Developmental changes in the expression of Leishmania chagasi gp63 and heat shock protein in a human macrophage cell line

Abstract

The ability of the protozoan Leishmania chagasi to infect a vertebrate host depends on its ability to survive intracellularly in a mammalian macrophage. Novel patterns of gene expression are probably important for conversion from the extracellular promastigote to the obligate intracellular amastigote parasite form.
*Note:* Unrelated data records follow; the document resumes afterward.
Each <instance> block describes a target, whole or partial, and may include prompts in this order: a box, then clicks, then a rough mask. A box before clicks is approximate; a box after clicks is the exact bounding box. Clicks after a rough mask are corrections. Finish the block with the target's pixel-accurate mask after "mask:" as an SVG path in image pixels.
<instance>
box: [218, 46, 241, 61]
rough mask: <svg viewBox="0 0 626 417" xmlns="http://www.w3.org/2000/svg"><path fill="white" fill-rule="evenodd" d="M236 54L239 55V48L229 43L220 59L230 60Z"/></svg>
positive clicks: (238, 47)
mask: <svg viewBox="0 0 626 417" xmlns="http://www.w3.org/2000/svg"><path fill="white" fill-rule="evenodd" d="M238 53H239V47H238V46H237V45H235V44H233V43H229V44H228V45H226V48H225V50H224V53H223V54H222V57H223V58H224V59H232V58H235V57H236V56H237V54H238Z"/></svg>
We found that the human macrophage-like cell line U937 provided an in vitro model of phagocytosis of L. chagasi promastigotes and intracellular conversion to amastigotes, allowing examination of parasite protein and RNA expression. The Leishmania surface protease gp63 assumed three isoforms during stage conversion, and a 64-kDa form of gp63 not present in promastigotes became the most prominent form in amastigotes. gp63 RNAs derived from the three different classes of msp genes (mspS, mspL, and mspC) were also differentially expressed. Infectious promastigotes contained mRNAs from mspS and mspC genes, whereas converting parasites expressed only mspL and mspC mRNAs. Sequence analysis of clones from an amastigote cDNA library confirmed the presence of gp63 mRNAs only from mspL and mspC class genes in tissue-derived amastigotes. Finally, 24 h after phagocytosis, there was a transient increase in the level of hsp70 and hsp90 proteins that subsequently decreased to baseline; this increase was not due to heat shock alone. We conclude that a unique pattern of selected L. chagasi proteins and RNAs is induced following phagocytosis by macrophages.